Inn in St Petersburg Beach, Florida, U.S.

The Hawaiian Inn was an inn located in St. Petersburg Beach, Florida.

==Background==
It was located at 6200 Gulf Blvd, St. Petersburg Beach, Florida.
The Hawaiian Inn was born in 1974. Prior to that, for the last 18 years, it was known as The Desert Resort. With the new management headed by Frank Cannova, the previous Western theme and name was replaced by a Polynesian-inspired concept. The management corp, Hawaiian Inns of Florida Inc., had Cannova as a major stockholder. Its vice-president and investor was Michael R. Triolo. The umbrella organization of Hawaiian Inns of Florida Inc. was First-America Development Corp., Hollywood, which also owned the Aquatarium.

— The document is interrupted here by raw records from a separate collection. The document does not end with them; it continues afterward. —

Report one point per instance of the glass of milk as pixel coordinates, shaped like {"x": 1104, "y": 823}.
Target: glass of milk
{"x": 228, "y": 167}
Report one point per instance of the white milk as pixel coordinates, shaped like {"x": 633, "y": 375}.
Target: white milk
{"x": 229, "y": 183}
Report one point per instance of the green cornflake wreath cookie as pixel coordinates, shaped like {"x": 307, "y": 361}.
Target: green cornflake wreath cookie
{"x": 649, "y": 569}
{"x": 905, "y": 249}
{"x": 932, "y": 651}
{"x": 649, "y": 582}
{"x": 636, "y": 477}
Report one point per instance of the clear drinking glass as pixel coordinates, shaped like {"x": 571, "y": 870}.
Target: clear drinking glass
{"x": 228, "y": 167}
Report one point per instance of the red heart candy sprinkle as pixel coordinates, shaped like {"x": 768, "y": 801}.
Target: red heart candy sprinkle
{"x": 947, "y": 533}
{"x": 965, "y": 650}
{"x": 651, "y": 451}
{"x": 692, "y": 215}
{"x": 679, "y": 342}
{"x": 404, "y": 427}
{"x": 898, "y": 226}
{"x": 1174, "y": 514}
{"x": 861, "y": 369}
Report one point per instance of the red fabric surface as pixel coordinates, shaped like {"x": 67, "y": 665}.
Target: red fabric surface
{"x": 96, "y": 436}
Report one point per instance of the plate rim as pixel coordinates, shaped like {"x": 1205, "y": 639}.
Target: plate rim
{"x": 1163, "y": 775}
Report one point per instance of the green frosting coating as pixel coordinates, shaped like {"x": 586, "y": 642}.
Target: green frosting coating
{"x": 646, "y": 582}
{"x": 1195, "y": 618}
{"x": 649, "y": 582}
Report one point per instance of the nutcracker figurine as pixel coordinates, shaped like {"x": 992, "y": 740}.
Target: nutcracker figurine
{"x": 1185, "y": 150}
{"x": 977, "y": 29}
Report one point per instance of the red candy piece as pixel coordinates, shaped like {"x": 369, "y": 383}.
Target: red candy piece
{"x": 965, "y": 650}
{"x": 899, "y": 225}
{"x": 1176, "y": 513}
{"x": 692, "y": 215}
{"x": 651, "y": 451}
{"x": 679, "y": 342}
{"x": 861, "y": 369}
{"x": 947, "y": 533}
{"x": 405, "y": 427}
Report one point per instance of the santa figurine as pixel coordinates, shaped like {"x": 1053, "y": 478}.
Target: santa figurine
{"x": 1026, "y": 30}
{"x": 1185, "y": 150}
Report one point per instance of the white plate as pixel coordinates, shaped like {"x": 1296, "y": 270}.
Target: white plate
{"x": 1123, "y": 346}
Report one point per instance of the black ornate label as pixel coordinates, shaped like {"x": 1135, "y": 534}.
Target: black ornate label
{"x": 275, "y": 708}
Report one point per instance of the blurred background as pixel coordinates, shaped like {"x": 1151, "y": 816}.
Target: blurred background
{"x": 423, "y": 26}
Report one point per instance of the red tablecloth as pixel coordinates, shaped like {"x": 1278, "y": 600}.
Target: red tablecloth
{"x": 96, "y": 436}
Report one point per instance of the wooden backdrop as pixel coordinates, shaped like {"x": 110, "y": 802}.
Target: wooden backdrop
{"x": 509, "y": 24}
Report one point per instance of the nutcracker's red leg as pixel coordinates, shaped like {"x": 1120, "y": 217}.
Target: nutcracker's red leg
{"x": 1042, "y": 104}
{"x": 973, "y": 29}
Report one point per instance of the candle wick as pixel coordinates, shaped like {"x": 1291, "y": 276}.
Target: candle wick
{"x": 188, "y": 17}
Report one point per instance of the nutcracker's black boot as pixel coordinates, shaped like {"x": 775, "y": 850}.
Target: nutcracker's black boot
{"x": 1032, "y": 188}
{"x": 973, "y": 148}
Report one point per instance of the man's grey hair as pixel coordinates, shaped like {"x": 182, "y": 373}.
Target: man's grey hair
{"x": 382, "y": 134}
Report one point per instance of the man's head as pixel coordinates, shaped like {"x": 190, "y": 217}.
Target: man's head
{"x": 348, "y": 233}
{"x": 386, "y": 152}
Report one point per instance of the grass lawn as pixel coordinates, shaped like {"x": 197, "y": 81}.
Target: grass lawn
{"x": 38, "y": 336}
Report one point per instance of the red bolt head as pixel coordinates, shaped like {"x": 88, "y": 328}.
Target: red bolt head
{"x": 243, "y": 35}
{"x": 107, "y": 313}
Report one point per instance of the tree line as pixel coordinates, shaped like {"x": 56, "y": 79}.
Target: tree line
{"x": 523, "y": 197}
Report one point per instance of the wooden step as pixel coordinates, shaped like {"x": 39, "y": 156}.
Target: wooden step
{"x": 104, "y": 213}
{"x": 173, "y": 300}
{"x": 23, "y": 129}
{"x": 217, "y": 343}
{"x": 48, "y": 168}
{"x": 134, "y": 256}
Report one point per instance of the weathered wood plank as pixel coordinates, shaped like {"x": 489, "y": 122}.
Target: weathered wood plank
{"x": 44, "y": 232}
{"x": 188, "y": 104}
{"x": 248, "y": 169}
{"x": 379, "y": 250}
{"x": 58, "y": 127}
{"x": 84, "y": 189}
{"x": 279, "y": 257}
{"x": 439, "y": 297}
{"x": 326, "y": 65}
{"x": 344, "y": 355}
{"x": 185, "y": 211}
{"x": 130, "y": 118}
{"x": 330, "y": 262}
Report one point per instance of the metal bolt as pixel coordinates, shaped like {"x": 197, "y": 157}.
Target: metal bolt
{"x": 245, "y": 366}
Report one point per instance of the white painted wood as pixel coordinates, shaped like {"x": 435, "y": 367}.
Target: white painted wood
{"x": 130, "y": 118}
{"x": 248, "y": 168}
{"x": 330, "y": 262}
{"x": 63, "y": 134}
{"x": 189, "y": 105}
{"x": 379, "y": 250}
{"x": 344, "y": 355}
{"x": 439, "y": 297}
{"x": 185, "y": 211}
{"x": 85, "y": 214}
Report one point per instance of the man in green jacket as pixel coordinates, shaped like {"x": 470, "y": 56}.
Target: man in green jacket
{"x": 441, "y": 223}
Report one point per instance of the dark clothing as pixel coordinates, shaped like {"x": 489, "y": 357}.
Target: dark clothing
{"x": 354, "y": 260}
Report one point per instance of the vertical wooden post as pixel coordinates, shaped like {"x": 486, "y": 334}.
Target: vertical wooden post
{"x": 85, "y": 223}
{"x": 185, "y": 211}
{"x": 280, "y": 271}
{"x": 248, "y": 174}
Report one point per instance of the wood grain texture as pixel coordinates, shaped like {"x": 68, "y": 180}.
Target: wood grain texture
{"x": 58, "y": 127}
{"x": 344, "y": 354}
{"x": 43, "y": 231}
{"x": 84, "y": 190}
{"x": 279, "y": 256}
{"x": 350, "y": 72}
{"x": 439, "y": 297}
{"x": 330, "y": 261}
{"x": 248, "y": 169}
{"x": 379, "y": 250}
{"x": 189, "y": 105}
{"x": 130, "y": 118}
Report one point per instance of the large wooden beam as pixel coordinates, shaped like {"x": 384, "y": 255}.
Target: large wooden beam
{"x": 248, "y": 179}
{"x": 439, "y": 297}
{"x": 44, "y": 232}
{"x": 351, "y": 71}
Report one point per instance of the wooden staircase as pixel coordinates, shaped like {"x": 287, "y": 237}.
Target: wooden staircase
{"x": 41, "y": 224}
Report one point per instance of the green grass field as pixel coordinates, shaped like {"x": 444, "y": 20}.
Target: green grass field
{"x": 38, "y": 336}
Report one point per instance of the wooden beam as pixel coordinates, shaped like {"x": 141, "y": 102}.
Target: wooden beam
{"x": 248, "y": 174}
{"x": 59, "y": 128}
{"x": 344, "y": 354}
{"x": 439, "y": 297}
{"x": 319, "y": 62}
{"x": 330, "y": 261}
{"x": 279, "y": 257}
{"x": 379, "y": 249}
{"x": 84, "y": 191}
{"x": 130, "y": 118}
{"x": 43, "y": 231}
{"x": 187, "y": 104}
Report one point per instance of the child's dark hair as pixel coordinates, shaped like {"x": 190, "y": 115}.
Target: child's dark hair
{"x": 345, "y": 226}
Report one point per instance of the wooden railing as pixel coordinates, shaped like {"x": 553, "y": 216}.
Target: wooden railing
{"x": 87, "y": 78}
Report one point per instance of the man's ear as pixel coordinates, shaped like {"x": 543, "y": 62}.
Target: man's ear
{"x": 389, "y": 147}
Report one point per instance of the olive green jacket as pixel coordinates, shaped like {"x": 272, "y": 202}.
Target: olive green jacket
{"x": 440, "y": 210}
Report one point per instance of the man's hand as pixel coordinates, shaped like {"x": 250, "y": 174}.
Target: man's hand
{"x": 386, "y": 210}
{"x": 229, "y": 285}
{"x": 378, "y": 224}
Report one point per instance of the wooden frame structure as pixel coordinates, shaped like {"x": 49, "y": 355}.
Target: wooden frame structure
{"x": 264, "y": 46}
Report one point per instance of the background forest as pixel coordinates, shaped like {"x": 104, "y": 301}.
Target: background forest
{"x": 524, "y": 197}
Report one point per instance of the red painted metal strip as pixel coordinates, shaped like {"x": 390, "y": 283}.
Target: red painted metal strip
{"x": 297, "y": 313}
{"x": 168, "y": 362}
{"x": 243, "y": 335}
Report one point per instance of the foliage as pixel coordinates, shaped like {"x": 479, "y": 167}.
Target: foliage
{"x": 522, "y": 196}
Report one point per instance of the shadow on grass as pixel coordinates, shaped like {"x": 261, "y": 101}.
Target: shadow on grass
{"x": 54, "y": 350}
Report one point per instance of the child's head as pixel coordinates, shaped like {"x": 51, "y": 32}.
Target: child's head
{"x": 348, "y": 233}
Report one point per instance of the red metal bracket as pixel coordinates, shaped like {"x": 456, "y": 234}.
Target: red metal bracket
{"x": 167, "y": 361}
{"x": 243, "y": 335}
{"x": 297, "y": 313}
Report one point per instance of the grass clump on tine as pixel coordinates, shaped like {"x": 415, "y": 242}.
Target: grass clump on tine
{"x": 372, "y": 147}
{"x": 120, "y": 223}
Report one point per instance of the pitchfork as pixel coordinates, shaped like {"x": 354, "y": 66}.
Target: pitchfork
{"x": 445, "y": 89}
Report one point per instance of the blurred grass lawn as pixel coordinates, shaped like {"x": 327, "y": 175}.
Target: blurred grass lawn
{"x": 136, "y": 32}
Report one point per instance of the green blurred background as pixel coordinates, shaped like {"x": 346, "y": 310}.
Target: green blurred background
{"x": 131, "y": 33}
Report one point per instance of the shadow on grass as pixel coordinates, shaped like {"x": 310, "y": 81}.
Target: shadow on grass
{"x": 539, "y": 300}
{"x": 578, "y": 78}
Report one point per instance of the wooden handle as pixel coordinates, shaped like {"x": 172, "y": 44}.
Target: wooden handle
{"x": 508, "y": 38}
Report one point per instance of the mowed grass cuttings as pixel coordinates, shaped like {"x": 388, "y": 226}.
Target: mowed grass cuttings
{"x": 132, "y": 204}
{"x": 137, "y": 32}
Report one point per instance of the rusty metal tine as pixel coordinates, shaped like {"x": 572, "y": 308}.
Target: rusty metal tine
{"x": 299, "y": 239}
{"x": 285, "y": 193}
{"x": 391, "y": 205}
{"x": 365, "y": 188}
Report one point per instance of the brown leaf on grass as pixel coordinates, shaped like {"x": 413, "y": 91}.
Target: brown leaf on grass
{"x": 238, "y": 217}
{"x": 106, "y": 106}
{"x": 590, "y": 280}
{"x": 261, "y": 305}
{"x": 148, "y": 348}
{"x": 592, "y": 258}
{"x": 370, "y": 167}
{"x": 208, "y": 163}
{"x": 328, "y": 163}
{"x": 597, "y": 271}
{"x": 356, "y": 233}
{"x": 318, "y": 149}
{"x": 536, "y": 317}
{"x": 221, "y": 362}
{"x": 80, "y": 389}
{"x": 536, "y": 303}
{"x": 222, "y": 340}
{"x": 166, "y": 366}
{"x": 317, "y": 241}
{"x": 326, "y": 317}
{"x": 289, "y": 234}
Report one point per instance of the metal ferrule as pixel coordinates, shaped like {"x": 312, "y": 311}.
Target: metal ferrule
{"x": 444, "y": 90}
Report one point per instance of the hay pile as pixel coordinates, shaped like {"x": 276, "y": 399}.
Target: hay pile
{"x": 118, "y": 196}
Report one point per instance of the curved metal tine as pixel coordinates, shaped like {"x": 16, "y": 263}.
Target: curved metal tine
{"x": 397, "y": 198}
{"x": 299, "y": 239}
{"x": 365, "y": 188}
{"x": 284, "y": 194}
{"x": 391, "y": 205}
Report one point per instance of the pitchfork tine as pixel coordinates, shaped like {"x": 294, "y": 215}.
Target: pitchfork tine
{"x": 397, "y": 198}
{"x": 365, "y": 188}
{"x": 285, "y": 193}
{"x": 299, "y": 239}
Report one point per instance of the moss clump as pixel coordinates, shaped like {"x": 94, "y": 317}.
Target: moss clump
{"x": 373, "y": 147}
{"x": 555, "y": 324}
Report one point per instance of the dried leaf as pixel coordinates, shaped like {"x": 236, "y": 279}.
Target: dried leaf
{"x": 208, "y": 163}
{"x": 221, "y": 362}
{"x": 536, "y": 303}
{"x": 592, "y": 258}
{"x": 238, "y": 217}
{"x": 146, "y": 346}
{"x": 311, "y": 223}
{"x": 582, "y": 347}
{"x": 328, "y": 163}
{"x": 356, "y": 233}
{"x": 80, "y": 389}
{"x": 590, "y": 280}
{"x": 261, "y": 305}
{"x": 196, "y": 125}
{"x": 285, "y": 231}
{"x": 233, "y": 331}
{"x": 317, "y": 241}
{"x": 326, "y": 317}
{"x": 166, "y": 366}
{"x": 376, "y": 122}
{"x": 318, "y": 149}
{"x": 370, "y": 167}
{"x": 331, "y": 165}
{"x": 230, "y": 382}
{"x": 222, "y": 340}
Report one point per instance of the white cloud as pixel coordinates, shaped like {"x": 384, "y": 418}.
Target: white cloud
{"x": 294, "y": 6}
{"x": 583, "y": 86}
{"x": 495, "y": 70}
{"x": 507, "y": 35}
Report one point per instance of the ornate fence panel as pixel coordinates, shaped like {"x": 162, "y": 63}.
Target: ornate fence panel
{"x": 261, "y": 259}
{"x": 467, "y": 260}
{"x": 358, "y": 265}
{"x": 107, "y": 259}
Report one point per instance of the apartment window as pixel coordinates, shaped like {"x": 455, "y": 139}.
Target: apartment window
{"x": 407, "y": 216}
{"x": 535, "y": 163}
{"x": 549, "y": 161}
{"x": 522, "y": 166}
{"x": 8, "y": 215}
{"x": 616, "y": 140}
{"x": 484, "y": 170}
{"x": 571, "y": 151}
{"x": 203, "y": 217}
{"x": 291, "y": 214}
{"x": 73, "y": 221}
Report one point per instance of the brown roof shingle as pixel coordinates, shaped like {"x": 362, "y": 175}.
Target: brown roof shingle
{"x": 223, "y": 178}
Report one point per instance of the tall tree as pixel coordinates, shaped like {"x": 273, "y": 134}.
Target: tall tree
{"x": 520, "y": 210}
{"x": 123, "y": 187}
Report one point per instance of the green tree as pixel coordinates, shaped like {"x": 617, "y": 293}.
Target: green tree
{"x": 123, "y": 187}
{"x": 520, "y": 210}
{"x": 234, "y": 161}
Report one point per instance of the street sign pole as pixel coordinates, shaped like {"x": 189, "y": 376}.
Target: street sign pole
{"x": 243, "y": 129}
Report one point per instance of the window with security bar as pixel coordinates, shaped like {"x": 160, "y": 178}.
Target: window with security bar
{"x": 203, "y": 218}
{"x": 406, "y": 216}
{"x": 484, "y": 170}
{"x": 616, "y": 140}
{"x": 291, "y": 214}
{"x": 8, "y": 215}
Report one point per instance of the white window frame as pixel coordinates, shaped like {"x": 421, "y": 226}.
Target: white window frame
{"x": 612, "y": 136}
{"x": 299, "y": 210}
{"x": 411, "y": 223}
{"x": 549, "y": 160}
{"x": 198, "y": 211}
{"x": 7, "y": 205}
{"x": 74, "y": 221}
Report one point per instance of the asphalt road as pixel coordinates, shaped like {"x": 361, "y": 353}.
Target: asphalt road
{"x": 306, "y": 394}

In November 1978, the inn suffered heavy damage due to a fire. In February 1979, Cannova sold the inn for around $2 million to Resort Inns of America which already owned a number of inns in the area.

==The Kon Tiki Supper Club==
In 1975, Monday nights would be considered as family nights at the Kon Tiki, and had entertainment aimed at the young guests. There was also a floor show which had Polynesian acts performing native fire-knife dances and dancing hula girls.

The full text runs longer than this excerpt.